JS makes me angry - if statement, & operator

Hi guys!

I have this simple code:

//$UT = parseInt(document.getElementById("XML_type").value);
//$ASZ = document.getElementById("XML_person").value;
$UT = 1;
$ASZ = "0123456789101";

$LE= $ASZ.length;
                             
if(($UT&2 == 2 && $LE != 13) || ($UT&2 != 2 && $LE> 0)){
   msg = "ALERT";
   console.log(msg);
}

Code (markup):

I just simply cant understand what's going on...
If $LE= 13 there is no way to go to the statement. I think i strongly misunderstand something
Help plz!

 

Thanks for your reply!
I got it!

The correct way to put the & operator into '()', as both are logical expressions, and == has the priority over the &. Grrr

//$UT = parseInt(document.getElementById("XML_type").value);
//$ASZ = document.getElementById("XML_person").value;
$UT = 1;
$ASZ = "0123456789101";

$LE= $ASZ.length;

if((($UT&2) == 2 && $LE != 13) || (($UT&2) != 2 && $LE> 0)){
msg = "ALERT";
console.log(msg);
}

Code (markup):

 

Since you're only evaluating binary and, you don't need to == 2 in the first bloody place.
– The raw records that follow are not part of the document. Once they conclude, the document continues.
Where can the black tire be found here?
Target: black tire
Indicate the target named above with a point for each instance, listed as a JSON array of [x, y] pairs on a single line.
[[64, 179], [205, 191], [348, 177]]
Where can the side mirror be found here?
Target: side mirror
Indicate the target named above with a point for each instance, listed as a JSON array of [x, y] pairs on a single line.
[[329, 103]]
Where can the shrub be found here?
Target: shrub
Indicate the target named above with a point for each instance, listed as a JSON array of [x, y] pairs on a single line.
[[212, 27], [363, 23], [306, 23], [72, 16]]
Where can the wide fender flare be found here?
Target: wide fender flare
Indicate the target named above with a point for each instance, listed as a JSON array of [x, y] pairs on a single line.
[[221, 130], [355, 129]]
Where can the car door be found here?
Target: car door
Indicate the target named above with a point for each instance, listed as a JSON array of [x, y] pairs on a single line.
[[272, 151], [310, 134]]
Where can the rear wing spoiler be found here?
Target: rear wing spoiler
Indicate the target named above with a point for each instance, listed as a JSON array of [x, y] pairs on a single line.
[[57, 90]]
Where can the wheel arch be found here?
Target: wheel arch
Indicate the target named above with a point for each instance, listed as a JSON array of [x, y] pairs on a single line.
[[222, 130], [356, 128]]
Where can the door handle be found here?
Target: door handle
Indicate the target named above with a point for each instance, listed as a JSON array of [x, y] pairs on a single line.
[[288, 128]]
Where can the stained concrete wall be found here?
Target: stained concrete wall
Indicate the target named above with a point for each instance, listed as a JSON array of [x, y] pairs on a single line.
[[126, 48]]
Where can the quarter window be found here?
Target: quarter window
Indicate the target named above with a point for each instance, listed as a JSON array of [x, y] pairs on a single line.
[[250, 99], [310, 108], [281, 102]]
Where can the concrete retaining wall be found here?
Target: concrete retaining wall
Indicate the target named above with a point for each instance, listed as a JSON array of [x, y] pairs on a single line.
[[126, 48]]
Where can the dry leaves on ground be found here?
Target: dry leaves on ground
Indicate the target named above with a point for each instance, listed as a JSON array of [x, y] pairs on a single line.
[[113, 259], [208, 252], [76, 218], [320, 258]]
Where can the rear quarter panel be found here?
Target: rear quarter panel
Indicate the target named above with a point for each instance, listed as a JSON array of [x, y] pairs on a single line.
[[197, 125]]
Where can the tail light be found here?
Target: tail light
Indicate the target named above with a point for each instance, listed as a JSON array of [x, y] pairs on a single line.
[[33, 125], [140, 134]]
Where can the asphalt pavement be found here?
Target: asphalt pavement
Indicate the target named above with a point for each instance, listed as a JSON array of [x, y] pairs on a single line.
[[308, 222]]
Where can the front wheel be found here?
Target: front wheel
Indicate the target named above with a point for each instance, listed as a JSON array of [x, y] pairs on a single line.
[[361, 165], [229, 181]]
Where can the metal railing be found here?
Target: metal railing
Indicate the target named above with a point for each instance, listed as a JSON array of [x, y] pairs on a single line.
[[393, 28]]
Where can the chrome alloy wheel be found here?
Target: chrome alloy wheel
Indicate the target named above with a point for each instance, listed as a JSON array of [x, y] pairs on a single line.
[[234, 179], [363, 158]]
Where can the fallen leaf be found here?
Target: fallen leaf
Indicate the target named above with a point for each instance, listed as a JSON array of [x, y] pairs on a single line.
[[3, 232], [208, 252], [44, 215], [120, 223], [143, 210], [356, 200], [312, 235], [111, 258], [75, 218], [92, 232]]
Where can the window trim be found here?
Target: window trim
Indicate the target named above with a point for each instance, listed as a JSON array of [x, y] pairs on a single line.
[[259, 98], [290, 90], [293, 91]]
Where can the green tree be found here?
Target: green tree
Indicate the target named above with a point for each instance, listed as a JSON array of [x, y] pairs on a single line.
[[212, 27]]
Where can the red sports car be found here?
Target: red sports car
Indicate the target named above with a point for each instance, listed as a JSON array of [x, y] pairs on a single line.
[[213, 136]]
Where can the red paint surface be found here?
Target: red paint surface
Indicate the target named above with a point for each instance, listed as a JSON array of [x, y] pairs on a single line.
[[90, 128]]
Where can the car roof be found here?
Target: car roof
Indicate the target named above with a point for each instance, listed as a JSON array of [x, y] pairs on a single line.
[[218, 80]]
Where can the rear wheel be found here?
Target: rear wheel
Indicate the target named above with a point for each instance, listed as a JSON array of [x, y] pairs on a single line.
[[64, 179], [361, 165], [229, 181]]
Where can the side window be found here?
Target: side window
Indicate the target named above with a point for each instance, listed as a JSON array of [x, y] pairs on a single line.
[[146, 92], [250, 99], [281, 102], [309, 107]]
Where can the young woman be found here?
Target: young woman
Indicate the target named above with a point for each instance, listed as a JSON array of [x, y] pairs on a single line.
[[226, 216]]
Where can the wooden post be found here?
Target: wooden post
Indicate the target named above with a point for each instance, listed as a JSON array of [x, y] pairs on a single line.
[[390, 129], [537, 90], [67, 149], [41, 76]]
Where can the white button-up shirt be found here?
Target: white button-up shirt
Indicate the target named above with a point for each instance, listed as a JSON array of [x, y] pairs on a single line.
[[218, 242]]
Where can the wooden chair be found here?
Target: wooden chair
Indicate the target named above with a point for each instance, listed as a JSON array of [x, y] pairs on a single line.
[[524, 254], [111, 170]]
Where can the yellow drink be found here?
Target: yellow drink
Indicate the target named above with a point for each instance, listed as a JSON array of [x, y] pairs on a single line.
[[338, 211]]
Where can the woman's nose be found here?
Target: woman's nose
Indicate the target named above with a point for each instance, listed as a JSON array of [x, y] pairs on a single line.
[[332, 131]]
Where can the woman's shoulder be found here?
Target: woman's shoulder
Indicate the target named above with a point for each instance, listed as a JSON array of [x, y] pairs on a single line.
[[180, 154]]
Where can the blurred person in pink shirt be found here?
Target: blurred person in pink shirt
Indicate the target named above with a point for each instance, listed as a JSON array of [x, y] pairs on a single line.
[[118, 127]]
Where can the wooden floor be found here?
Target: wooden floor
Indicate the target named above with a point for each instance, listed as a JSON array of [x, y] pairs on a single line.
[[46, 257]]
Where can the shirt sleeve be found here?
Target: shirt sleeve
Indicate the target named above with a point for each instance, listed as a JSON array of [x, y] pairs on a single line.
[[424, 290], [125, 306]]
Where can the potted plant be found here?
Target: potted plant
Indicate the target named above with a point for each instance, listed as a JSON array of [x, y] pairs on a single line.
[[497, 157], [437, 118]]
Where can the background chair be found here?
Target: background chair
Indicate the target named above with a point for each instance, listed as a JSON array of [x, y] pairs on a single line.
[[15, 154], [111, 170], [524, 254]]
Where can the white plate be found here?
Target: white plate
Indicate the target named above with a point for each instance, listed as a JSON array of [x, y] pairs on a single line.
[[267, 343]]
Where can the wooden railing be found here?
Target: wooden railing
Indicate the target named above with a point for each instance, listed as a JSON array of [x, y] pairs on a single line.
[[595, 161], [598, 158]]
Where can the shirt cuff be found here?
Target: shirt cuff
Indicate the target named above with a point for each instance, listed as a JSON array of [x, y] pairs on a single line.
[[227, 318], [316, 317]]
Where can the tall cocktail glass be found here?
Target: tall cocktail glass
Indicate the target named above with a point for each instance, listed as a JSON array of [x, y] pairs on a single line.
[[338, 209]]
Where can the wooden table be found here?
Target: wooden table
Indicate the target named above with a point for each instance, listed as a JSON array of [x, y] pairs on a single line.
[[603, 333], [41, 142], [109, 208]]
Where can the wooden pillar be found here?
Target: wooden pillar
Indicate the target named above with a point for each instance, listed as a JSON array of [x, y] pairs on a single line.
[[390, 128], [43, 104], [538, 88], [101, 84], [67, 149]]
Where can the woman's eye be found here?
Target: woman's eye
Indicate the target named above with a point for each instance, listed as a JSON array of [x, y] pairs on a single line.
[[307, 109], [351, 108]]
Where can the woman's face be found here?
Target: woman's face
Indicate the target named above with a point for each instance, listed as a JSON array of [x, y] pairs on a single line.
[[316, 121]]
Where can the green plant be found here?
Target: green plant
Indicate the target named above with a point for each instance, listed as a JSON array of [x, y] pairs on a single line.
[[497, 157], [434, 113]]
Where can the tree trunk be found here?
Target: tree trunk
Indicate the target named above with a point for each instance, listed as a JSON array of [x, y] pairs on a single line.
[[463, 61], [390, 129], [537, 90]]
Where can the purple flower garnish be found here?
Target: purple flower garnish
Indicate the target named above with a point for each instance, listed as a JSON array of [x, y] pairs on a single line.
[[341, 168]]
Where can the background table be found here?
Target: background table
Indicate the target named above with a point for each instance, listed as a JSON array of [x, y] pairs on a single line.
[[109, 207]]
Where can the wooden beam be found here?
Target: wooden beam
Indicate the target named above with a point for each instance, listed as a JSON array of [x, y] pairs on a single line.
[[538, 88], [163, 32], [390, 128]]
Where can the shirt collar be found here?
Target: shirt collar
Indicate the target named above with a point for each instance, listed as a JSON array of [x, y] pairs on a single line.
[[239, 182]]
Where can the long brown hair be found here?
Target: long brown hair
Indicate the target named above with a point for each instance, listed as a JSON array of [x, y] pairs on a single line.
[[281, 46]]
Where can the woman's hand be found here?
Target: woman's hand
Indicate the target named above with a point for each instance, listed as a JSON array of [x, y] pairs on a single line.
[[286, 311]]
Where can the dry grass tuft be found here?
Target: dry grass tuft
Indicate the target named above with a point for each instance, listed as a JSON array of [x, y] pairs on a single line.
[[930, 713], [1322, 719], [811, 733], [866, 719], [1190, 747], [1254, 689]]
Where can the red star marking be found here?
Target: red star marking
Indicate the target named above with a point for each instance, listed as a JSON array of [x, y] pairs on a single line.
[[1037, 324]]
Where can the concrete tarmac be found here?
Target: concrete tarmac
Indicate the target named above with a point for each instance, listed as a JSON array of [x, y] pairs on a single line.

You're only checking one binary bit, so it's either going to be 0 or 2. With zero being boolean false, you could simply have written that as:

if (
	(($UT & 2) && $LE != 13) ||
	(!($UT & 2) && $LE > 0)
) {

Code (markup):

Since we have loose boolean, use it. Same as doing a "test" in assembler, jz or jnz.

Also if LE would never be negative, you could ditch the > 0 for just && $LE

Though this isn't PHP, what's with all the dollar sign prefixing?